Cette proposition de réduction de la taille des flux de capitaux était, de son aveu même, la plus importante parmi les six pistes proposées par le Directeur des études de Natixis pour contrôler la création de monnaie Banque Centrale. Selon lui, la perversité du système actuel - qu’il  a qualifié de "système Breton Wood inversé" - a favorisé un biais monétaire expansionniste ; ainsi avec aujourd’hui environ 11 000 milliards de dollars au bilan de l’ensemble des banques centrales, nous nous retrouvons avec 4 fois plus de monnaie qu’il y a 20 ans, avec pour conséquence directe, la création de bulles qui se déplacent d’actifs en actifs.

Au moment même où le taux d’épargne des américains augmente, réduisant ainsi le déficit extérieur des Etats-Unis, un phénomène nouveau apparait compensant cette réduction du déficit, à savoir de fortes sorties de capitaux depuis les Etats-Unis vers les pays émergents. Cela a des effets déstabilisants pour ces même pays, comme l’explique Artus en détail dans l’Echo Hebdo n°39. Dans ce même document, il ne craint pas de dire que les solutions à ce problème passent par l’acceptation d’"idées politiquement incorrectes"  comme admettre "que la libre circulation des capitaux n’alloue pas efficacement l’épargne mondiale, puisque l’épargne est canalisée de manière stérile vers les marchés boursiers des pays émergents, vers les marchés de matières premières" et "que la seule façon pour les pays émergents de protéger leurs économies des flux déstabilisants de capitaux est que ces pays mettent en place des restrictions à l’entrée des capitaux : taxation, dépôts à la Banque Centrale non rémunérés liés aux investissements financiers…" Diantre, il la prend quand sa cotisation à ATTAC, notre bon professeur à l’Ecole Polytechnique ? En attendant, la taxe Tobin me parait parfaitement convenir à la définition d’une idée politiquement incorrecte tout en jouant un rôle de restriction aux mouvements de capitaux.   
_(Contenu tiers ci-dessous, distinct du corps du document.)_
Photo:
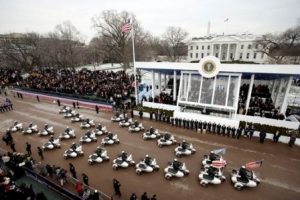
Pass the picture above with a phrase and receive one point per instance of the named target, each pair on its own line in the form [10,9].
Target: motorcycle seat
[242,180]
[208,177]
[171,170]
[118,161]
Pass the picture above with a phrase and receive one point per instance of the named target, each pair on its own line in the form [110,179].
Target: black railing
[88,98]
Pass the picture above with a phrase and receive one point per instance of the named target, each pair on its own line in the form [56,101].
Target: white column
[189,86]
[180,88]
[273,90]
[165,79]
[200,89]
[237,95]
[228,52]
[278,92]
[214,90]
[174,85]
[236,56]
[227,90]
[286,94]
[249,92]
[159,82]
[153,83]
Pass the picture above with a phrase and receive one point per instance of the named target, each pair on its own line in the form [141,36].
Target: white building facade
[226,48]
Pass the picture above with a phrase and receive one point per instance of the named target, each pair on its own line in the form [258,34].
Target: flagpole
[134,69]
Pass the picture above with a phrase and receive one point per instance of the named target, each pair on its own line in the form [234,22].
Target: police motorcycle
[88,137]
[67,134]
[32,128]
[70,114]
[184,148]
[16,127]
[48,130]
[124,160]
[110,139]
[117,117]
[51,144]
[148,165]
[211,175]
[98,156]
[77,118]
[74,151]
[125,122]
[176,169]
[100,130]
[208,159]
[244,178]
[136,127]
[64,109]
[166,140]
[87,123]
[151,134]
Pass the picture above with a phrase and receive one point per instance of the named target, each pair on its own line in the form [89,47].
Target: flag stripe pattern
[254,164]
[218,163]
[126,28]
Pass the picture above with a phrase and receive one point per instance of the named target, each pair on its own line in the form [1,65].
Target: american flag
[254,164]
[126,28]
[218,163]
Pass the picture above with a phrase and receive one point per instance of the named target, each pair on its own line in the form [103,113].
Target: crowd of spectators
[8,76]
[260,103]
[108,85]
[11,169]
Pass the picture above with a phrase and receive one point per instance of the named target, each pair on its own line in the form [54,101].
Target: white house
[226,48]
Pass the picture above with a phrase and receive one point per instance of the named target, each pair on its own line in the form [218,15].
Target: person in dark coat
[262,136]
[12,146]
[131,113]
[238,133]
[233,129]
[218,129]
[28,148]
[144,196]
[40,153]
[97,109]
[117,186]
[72,170]
[85,179]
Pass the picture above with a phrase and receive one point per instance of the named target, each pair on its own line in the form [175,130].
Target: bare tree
[20,50]
[173,43]
[117,44]
[279,47]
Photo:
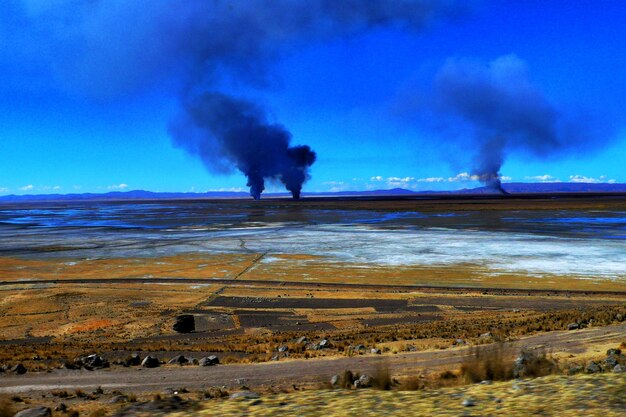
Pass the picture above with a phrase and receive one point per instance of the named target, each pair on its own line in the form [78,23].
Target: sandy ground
[564,344]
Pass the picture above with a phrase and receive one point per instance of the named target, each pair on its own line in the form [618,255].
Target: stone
[35,412]
[19,369]
[94,362]
[133,360]
[469,402]
[244,395]
[364,381]
[150,362]
[209,361]
[618,369]
[185,323]
[178,360]
[593,367]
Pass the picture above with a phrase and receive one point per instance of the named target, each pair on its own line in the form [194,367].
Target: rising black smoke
[240,130]
[501,110]
[112,47]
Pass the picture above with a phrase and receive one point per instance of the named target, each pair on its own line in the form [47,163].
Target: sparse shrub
[492,362]
[382,378]
[6,408]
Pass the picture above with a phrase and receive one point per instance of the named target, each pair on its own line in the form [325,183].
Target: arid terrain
[284,305]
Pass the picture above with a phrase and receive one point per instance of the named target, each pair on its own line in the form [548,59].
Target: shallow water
[583,243]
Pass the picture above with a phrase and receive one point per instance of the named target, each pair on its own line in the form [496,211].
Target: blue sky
[339,96]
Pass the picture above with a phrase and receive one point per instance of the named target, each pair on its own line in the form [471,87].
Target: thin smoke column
[501,111]
[244,137]
[112,48]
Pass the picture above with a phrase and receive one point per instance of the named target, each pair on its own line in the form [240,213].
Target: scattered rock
[209,361]
[19,369]
[178,360]
[133,360]
[118,399]
[575,369]
[593,367]
[93,362]
[185,323]
[469,402]
[150,362]
[364,381]
[618,369]
[35,412]
[244,395]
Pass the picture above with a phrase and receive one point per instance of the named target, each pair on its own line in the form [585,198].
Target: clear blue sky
[338,96]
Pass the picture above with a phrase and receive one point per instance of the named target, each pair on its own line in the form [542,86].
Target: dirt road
[290,371]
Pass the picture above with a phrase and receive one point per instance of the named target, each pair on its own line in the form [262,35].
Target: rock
[35,412]
[244,395]
[178,360]
[118,399]
[94,362]
[150,362]
[324,344]
[468,402]
[133,360]
[618,369]
[19,369]
[575,369]
[593,367]
[209,361]
[185,323]
[364,381]
[610,362]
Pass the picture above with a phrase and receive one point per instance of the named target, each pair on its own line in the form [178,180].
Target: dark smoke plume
[113,47]
[501,111]
[244,137]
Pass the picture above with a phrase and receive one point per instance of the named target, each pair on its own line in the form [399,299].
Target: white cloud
[592,180]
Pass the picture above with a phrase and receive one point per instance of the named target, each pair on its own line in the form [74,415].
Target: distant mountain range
[513,188]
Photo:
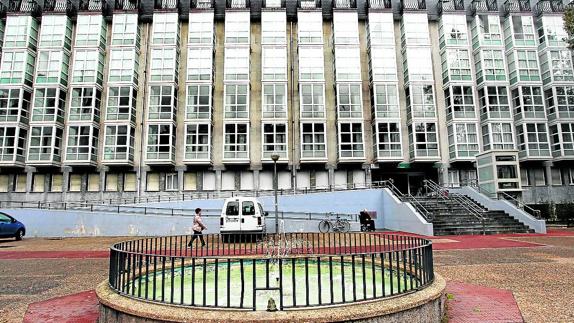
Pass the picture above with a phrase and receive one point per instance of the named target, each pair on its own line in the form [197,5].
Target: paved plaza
[486,277]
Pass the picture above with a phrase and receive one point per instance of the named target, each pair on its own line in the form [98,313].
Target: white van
[242,215]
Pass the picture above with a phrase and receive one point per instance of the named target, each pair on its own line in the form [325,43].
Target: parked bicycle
[337,225]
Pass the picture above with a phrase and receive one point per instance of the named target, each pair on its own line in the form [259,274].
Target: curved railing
[297,270]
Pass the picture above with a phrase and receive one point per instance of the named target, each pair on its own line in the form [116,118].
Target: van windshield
[248,208]
[232,208]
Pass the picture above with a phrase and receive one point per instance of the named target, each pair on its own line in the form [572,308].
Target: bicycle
[337,225]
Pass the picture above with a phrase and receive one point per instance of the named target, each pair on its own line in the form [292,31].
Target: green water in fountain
[374,280]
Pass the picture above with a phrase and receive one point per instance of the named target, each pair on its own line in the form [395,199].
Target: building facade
[128,98]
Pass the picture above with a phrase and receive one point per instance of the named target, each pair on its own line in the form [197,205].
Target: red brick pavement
[468,303]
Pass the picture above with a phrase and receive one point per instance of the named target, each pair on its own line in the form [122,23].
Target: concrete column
[29,178]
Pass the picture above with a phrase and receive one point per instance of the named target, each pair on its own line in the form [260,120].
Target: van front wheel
[324,226]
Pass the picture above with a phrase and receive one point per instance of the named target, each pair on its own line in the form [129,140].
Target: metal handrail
[463,201]
[521,205]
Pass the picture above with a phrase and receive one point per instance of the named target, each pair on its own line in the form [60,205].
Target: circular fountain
[277,277]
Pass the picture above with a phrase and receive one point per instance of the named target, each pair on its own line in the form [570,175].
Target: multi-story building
[106,99]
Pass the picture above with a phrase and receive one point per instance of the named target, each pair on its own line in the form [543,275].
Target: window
[489,27]
[119,141]
[125,30]
[163,100]
[236,63]
[12,142]
[274,63]
[197,141]
[351,140]
[459,65]
[561,62]
[273,27]
[16,67]
[48,104]
[346,27]
[171,182]
[313,144]
[311,64]
[275,100]
[463,140]
[347,63]
[310,27]
[414,28]
[236,143]
[198,101]
[123,65]
[388,139]
[454,30]
[52,67]
[19,30]
[200,28]
[236,101]
[160,141]
[165,29]
[383,63]
[44,144]
[237,27]
[274,140]
[533,139]
[199,63]
[56,32]
[494,102]
[492,68]
[121,103]
[312,101]
[85,104]
[380,29]
[459,102]
[424,141]
[420,100]
[11,106]
[82,143]
[386,101]
[163,64]
[349,101]
[528,102]
[90,31]
[88,66]
[497,136]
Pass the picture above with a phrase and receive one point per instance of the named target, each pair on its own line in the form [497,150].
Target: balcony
[380,4]
[517,6]
[309,4]
[24,7]
[549,6]
[345,4]
[413,5]
[202,4]
[483,6]
[238,4]
[450,6]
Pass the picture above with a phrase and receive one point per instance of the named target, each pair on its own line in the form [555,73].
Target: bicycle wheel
[324,226]
[345,226]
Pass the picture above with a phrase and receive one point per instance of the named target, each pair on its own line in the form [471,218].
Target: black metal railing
[484,6]
[413,5]
[548,6]
[380,4]
[517,6]
[309,4]
[202,4]
[450,6]
[318,270]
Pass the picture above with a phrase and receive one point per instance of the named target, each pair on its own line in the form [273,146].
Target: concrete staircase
[450,217]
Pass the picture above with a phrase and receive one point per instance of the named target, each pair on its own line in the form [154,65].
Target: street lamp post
[275,158]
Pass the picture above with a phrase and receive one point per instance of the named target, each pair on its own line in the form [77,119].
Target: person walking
[197,228]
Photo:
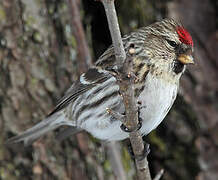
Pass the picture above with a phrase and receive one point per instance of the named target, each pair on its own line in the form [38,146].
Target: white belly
[157,99]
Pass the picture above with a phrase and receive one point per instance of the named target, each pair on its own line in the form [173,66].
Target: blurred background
[38,62]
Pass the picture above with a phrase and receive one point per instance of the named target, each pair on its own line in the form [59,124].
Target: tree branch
[126,83]
[84,56]
[84,61]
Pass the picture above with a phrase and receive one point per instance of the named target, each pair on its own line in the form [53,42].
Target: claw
[143,155]
[116,115]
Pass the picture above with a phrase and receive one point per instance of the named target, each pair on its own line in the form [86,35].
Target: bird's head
[170,45]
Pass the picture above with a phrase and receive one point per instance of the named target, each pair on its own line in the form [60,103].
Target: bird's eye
[172,43]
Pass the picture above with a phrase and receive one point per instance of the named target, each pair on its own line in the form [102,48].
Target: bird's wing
[86,81]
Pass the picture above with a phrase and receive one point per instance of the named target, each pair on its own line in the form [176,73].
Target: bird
[161,52]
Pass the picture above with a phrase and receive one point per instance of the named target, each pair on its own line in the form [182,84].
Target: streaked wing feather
[92,77]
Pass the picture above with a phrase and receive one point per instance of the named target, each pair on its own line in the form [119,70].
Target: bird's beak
[186,59]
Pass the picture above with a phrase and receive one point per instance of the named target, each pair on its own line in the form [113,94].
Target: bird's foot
[141,156]
[125,129]
[116,115]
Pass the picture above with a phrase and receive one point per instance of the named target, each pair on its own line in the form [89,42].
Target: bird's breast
[156,99]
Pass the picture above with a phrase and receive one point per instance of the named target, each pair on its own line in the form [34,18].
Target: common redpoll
[161,52]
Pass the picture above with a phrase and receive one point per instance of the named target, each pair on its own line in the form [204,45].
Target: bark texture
[38,63]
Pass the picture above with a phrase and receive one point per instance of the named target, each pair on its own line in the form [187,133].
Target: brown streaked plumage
[161,52]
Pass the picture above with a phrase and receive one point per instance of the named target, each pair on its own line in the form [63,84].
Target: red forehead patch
[184,36]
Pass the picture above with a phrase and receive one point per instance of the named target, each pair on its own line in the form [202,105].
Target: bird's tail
[50,123]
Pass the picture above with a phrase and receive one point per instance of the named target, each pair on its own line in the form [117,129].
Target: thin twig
[84,61]
[126,89]
[115,31]
[159,175]
[84,56]
[113,150]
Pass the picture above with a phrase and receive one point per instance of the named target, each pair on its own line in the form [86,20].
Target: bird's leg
[116,115]
[143,155]
[125,129]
Le contraste fut saisissant pour moi avec la position défendue ensuite par Michel Aglietta que je pensais, à tort visiblement, appartenir à la catégorie des économistes que je qualifierais d’antilibéral. Je me suis même demandé, l’espace d’un instant, si je ne confondais pas les deux intervenants ! Car si pour Aglietta aussi, l’origine de nos malheurs est à chercher dans l’inefficacité des marchés financiers – et du côté des taux de change qui ne font pas leur travail – il propose lui ni plus ni moins, si je l’ai bien compris, de favoriser le développement des marchés de capitaux dans les pays émergents. Cela permettrait selon lui, d’internationaliser les monnaies de ces pays et d’offrir une alternative au dollar, dans l’optique plus globale d’une partition du monde en 3 ou 4 régions ayant chacune leur monnaie.

Conscient peut-être d’un risque de mauvaise interprétation de ses propose, Aglietta a ensuite longuement préciser qu’il fallait une régulation financière  contraignante et que les Etats reprennent le pouvoir sur la finance. Ainsi, si les positions d’Artus et d’Aglietta se rejoignent sur le diagnostique les solutions proposées différent notablement.

Ce colloque a été pour moi l’occasion de découvrir Michel Aglietta qui fait notamment référence dans le domaine de la monnaie. Je cherche d’ailleurs désespérément le livre qu’il a écrit avec André Orléans intitulé  "La monnaie entre violence et confiance" mais il n’est disponible nulle part ! En fait c’est visiblement un économiste qui sort des sentiers battus et n’a pas peur de défendre des propositions en fonction de l’efficacité qu’il leur prête, plutôt qu’en vertu de quelconques préjugés idéologiques. C’est ainsi qu’il ne craint pas d’affirmer par exemple que la titrisation est incontournable, ce qui ne m’avait pas paru évident jusqu’alors!

Je reviendrai sur tous ces sujets ultérieurement, ainsi que sur les nombreux points abordés lors du colloque, le plus souvent de manière passionnante même si parfois ardue, comme l’Europe et l’Euro, les DTS, la gouvernance mondiale, les zones monétaires régionales, le rôle du FMI ou encore les relations entre la Chine et les Etats-Unis.